Northern Elephant Seal

Each December northern elephant seals heave ashore beaches from Baja to central California after completing another lap of the most demanding mammalian migration on earth. The only animals known to migrate twice annually, the seals have been known to log 13,000 Pacific miles a year. They also dive deep—up to 4,921 feet deep—in search of food.

Elephant seals earned their moniker due to the males’ trunk-like noses, which swell to issue rapid-fire drumbeats of defiance as they vie for territory during winter mating season. Only a lucky few win prime real estate and the ensuing female harems; most are doomed to bachelordom. Males are enormous—up to 16 feet long and 5,000 pounds—so the duels are thunderous affairs. Females are much smaller, 8 to 12 feet long and 1,000 to 2,000 pounds. Año Nuevo State Park boasts the largest mainland colony of northern elephant seals; guided tours are available from December to April. Piedras Blancas, just south of Big Sur near San Simeon, is another big rookery.

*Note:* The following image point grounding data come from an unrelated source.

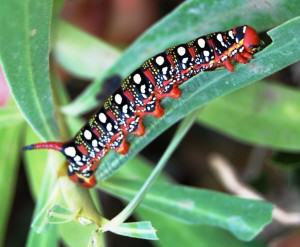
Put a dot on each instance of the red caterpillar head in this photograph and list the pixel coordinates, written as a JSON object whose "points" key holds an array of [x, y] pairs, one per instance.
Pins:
{"points": [[251, 40]]}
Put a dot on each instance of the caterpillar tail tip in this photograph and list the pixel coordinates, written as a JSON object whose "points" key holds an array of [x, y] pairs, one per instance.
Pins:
{"points": [[28, 147]]}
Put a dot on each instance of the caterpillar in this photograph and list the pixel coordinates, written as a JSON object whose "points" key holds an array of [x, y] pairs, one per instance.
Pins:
{"points": [[140, 94]]}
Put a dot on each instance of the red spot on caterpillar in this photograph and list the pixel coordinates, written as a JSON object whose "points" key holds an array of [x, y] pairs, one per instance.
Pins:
{"points": [[206, 53], [83, 149], [149, 75], [251, 40], [192, 52]]}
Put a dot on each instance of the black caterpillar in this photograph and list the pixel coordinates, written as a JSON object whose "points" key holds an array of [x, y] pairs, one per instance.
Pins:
{"points": [[141, 92]]}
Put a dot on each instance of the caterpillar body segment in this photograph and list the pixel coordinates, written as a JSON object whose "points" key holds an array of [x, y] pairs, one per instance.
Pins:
{"points": [[140, 94]]}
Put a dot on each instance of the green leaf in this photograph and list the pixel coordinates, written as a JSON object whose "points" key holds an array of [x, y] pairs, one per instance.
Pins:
{"points": [[242, 217], [10, 142], [191, 19], [76, 235], [205, 87], [195, 236], [183, 128], [37, 236], [141, 229], [24, 51], [81, 53], [262, 114], [8, 115], [168, 227], [35, 163]]}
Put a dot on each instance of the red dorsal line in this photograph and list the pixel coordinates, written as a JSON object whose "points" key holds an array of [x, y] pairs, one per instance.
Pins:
{"points": [[170, 59], [83, 149], [129, 96], [96, 131], [150, 77], [45, 145], [111, 115]]}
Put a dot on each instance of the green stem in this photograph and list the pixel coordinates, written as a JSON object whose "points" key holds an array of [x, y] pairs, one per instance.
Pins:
{"points": [[183, 128]]}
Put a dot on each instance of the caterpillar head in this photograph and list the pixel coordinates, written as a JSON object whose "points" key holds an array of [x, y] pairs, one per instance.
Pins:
{"points": [[251, 40]]}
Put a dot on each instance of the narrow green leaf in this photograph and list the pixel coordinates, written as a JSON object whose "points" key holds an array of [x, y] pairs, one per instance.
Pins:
{"points": [[35, 163], [205, 87], [191, 19], [141, 229], [9, 114], [24, 51], [9, 148], [183, 128], [37, 236], [242, 217], [263, 114], [76, 235], [81, 53], [168, 227]]}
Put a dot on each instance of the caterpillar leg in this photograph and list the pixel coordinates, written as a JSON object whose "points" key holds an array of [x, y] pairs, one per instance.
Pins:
{"points": [[174, 93], [86, 182], [140, 130], [110, 85], [228, 65], [158, 111], [240, 59]]}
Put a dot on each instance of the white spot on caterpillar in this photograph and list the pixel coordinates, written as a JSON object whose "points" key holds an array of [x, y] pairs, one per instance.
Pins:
{"points": [[118, 99], [77, 158], [143, 88], [219, 37], [201, 43], [160, 60], [137, 78], [181, 50], [109, 127], [125, 108], [94, 143], [165, 70], [102, 117], [70, 151], [87, 134], [206, 53], [184, 60]]}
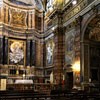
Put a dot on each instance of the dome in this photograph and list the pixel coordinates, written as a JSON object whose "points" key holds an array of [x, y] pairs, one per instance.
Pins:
{"points": [[34, 3]]}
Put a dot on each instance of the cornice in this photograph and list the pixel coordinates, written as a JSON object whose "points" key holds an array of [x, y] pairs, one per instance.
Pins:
{"points": [[12, 5]]}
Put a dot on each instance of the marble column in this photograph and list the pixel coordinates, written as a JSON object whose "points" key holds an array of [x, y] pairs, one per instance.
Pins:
{"points": [[33, 53], [28, 53], [5, 51], [1, 50], [59, 50]]}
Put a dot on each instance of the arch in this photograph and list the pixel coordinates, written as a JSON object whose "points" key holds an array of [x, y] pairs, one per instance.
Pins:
{"points": [[88, 23]]}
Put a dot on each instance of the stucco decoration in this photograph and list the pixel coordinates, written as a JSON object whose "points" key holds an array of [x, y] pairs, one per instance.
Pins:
{"points": [[49, 50], [69, 51], [16, 52]]}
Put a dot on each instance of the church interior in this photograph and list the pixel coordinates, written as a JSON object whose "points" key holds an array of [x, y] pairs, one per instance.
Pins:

Freaky Fact: Elephant seals replenish their skin and hair cells the extreme way: they molt! The seals return to their mating rookeries every summer to shed skin and fur and replace it with a shiny new coat.

The seals spend most of their migrating time submerged, foraging at around 1,800 feet beneath the ocean’s surface for food and taking only moments to rest between dives. They have been known to stay down for two hours. Due to these serious free diving skills, scientists use Southern elephant seals—the northerners’ Antarctic counterparts—to map the ocean floor, discovering previously unimagined depths. The food must be good down there, because southern elephant seals are the largest in the world, weighing in at 8,800 pounds and reaching 20 feet in length.